U.S. Labor Secretary continues pushing for a higher minimum wage

Janet Nguyen Apr 8, 2016

Another Friday, another attempt by the FBI to unlock Apple iPhones as part of an ongoing privacy saga. Before taking your break, let’s send you off with some need-to-know numbers. 

Seven countries —  including the U.S., France and Japan — will convene this Sunday for a G7 summit to discuss a new personal data proposal aimed at combating terrorism. If approved, the group will share private airline passenger data with one another, which includes itineraries and personal information, Marketplace’s Nancy Marshall-Genzer reported. European privacy concerns may put a halt to the exchange of information, though, with some experts predicting that a final agreement won’t be reached — for now.

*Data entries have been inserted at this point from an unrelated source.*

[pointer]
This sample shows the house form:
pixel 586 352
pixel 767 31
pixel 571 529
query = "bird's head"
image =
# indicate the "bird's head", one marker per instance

Just when we thought we were almost out of the clear with the FBI vs. Apple debacle in relation to data privacy, the FBI has announced it will continue pushing for Apple to unlock iPhones. They’re pushing Apple to unlock an iPhone “as part of a New York drug investigation,” The Wall Street Journal reported. While they had announced they found a way to unlock the iPhone used by one of the San Bernardino terrorists late last month, such a method doesn’t work on 5s or 6 iPhone models.

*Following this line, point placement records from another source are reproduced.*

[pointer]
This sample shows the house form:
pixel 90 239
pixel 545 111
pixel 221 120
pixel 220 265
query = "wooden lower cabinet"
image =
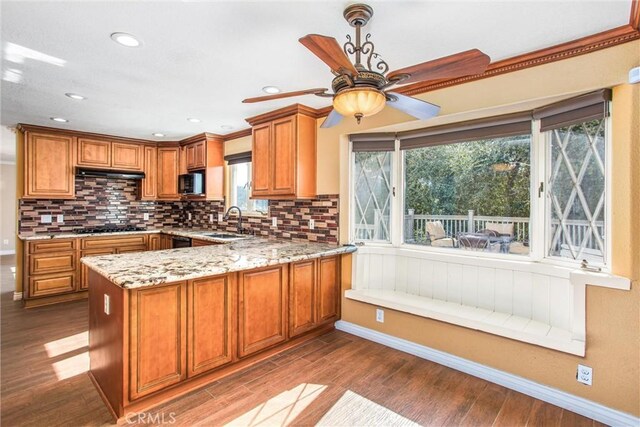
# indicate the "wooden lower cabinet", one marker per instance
pixel 210 325
pixel 157 339
pixel 262 318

U.S. Secretary of Labor Thomas Perez is concerned for workers’ economic safety. In an interview with Marketplace, Secretary Perez spoke about new rules the Department of Labor released this week aimed at protecting clients from their own financial advisers. (Prior to the release, advisers were allowed to give advice that worked in their best interests rather than consumers’.) He also spoke about extending overtime pay to workers that make more than the minimum wage. The current overtime rule was “diluted” in 2004 by a regulation that the Bush administration put into place, Perez said.